The above sentence is an excerpt from the preamble to the Income Tax Law (UU PPh) Number 7 of 1983, which came into effect on January 1, 1984. Notably, 1983 was a significant milestone in the history of tax reform in Indonesia, as it also saw the promulgation of two other key statutory provisions: Law No. 6 of 1983 concerning General Provisions and Tax Procedures (UU KUP) and Law No. 8 of 1983 concerning Value Added Tax and Sales Tax on Luxury Goods (VAT and PPnBM Law).
Until the fourth amendment to the Income Tax Law, regulated by Law Number 36 of 2008, the considerations mentioned above remained largely unchanged, with the only modification being their relocation to the general explanation section.
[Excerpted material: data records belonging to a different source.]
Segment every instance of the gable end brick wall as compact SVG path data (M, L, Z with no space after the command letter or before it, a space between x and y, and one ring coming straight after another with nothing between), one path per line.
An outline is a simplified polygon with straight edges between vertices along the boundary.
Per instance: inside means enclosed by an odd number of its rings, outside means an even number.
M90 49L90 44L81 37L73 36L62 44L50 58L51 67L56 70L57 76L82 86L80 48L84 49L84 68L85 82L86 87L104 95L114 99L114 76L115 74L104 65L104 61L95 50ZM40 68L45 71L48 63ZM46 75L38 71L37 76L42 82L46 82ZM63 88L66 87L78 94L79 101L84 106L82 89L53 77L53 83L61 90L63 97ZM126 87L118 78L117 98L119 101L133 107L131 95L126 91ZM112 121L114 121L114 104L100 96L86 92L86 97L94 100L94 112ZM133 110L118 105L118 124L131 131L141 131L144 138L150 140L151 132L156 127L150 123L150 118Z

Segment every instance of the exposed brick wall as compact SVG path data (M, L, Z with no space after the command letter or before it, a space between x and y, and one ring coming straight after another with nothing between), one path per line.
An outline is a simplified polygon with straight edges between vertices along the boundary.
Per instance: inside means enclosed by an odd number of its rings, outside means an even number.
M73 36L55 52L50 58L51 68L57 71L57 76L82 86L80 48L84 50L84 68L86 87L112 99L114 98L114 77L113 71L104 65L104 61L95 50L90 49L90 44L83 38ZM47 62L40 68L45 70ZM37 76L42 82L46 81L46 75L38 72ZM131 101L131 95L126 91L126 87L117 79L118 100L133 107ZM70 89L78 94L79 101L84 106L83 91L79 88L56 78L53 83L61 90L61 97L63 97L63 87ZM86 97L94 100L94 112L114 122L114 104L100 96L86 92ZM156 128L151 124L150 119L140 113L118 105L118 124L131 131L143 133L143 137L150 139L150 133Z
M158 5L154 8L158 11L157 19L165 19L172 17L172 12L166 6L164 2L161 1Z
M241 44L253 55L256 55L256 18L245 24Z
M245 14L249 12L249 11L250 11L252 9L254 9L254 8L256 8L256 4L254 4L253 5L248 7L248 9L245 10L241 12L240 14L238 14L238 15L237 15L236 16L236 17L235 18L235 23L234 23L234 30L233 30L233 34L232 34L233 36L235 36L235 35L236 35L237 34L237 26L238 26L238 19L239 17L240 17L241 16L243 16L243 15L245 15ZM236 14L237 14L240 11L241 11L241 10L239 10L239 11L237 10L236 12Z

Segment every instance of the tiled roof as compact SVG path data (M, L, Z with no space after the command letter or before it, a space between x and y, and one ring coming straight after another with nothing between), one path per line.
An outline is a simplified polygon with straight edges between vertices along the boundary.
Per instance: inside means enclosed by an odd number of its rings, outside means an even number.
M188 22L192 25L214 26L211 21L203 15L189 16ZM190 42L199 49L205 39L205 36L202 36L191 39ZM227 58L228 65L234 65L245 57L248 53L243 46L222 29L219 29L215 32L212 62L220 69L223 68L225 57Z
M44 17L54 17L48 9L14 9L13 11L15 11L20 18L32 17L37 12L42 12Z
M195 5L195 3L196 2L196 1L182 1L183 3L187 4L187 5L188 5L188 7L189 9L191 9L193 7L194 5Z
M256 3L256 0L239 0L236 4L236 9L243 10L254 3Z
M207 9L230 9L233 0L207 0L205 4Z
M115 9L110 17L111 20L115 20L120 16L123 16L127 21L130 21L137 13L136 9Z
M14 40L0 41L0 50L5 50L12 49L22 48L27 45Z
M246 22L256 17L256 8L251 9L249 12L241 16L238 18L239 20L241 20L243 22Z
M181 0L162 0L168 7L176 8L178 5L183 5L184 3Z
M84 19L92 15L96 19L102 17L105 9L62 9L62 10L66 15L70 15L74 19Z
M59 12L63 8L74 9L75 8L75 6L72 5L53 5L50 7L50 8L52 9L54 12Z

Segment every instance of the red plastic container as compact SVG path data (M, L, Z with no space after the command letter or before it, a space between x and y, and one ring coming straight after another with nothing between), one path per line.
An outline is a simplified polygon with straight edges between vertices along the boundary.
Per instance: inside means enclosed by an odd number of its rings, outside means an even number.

What we need to emphasize from the initial quote is that, from the very beginning, the government and parliament have mutually agreed to regard taxes as a crucial instrument in national development.
However, four decades after the promulgation of the regulation, our tax base remains relatively weak. While the tax-to-GDP ratio (tax ratio) in developed countries averaged 34 percent in 2022 (OECD, 2023a), Indonesia’s tax ratio is still around 10.9 percent (OECD, 2023b). This ratio is even lower than that of other developing countries in the region, such as Fiji (15.1 percent) and Papua New Guinea (12.1 percent).
The question then is, what factors contribute to our low tax ratio? Despite growing awareness of tax obligations, compliance remains an issue.
This is evident from common arguments within society, such as:
“My neighbors don’t pay taxes either, so why should I?”
“Ah, it’ll just end up being embezzled!”, and so on.
In these circumstances, the government must build trust by consistently demonstrating that the taxes collected are genuinely used for the benefit of the broader community.
There needs to be ongoing engagement between citizens and the relevant authorities to overcome reluctance to pay taxes.
Taxes are fundamentally the result and embodiment of the social contract between the state and its citizens. If the state fails to provide services or meet basic needs in return for the taxes it collects, citizens will begin or continue to evade taxes.
This perspective does not align with the classical paradigm of taxation in our system. According to Article 1, number 1 of the KUP Law, taxes in this classical paradigm are still viewed as something coercive, without providing direct rewards to the taxpayers.
Therefore, a paradigm shift is necessary in redefining taxation within a contemporary framework (Rosdiana & Irianto, 2018). Among these shifts is the idea that taxes must contribute to the community, prioritizing the direct benefits that taxpayers experience. The discourse of increasing officials’ salaries under the pretext of reducing corruption, which has gained traction recently, is actually contradictory to this paradigm.
Following the paradigm shift, it is imperative to develop the concept of tax democratization, considering the heightened public awareness leading to increased demands for transparency in tax administration (Rosdiana & Irianto, 2018).
Transparency in tax fund management is an integral aspect of citizens’ rights, as they entrust part of their wealth to the government. As stated in our Income Tax Law, paid taxes play a crucial role in national development, and citizens must ensure that this role is effectively realized in government programs.
In the perception of citizens in general, trust that tax allocations are appropriately distributed for the common welfare needs to be strengthened through the government’s consistent efforts to provide transparency. Through this process, the mutual trust built between the government and citizens will position taxes as a stable democratic instrument.
This can be illustrated, for example, by optimizing the government’s role in providing the best services for citizens. From a citizen’s perspective, paying taxes entitles them to full rights, including determining who is worthy of representing them in government and parliament (Aronson, 1985).